The CP isn’t just a beautiful car, it’s a car that beau-ti-fies - yes, it’s a salon on wheels. Put that baby on cruise control and coif your hair, get a mani, relax into a facial.
Despite being a racer, Penelope is a comically bad driver (if you’ve ever driven with me, you may have been Pitstopped, and no, you’re not entitled to compensation). Yes she’s got seven tiny men looking out for her but more often than not, Pitstop quite literally skates by on her own feminine wiles. Her captors are often deterred by clouds of shampoo or hair spray, or when she gives the wrong turn signal drying her nails out her window. Maybe not the best message for 2024 but I like to think Penelope would’ve girlboss-ed the Pussycat into a fleet of zero-emissions vehicles/switched to non-toxic hair products.
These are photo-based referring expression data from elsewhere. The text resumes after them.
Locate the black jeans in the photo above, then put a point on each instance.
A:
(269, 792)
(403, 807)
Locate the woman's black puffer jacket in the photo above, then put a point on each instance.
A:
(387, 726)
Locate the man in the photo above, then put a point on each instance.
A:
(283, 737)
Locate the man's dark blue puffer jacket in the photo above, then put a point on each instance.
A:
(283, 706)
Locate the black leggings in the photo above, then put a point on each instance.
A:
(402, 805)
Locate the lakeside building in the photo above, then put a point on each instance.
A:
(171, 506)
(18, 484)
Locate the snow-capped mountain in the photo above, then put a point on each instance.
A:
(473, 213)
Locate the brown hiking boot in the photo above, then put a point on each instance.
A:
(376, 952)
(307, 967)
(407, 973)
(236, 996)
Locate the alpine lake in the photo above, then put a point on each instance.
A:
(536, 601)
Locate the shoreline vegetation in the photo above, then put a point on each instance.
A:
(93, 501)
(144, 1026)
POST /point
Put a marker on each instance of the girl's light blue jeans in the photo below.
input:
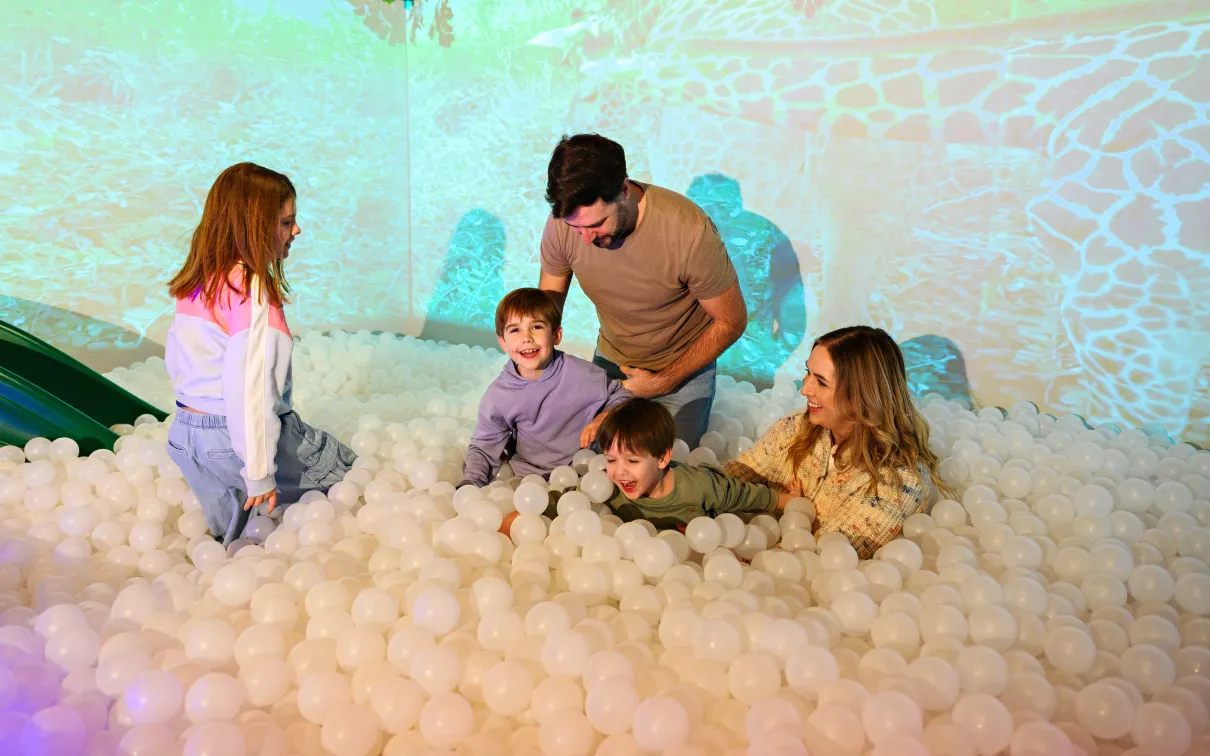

Personally, I love how naive and delulu she is. I know too much! Penelope’s love interest also happens to be another race car driver named Peter Perfect, so perhaps her influence on me has lasted longer than I care to admit.
FRIDAY BOP ALERT 🚨
In honor of Pride, this week’s heater is by my angel baby Nieri. X Rated is naughty, sexy, sweaty - and if you know what’s good for you, you’ll come to his show at Bar Lis this Sunday. Hope to see your sexy lil 🍑 there!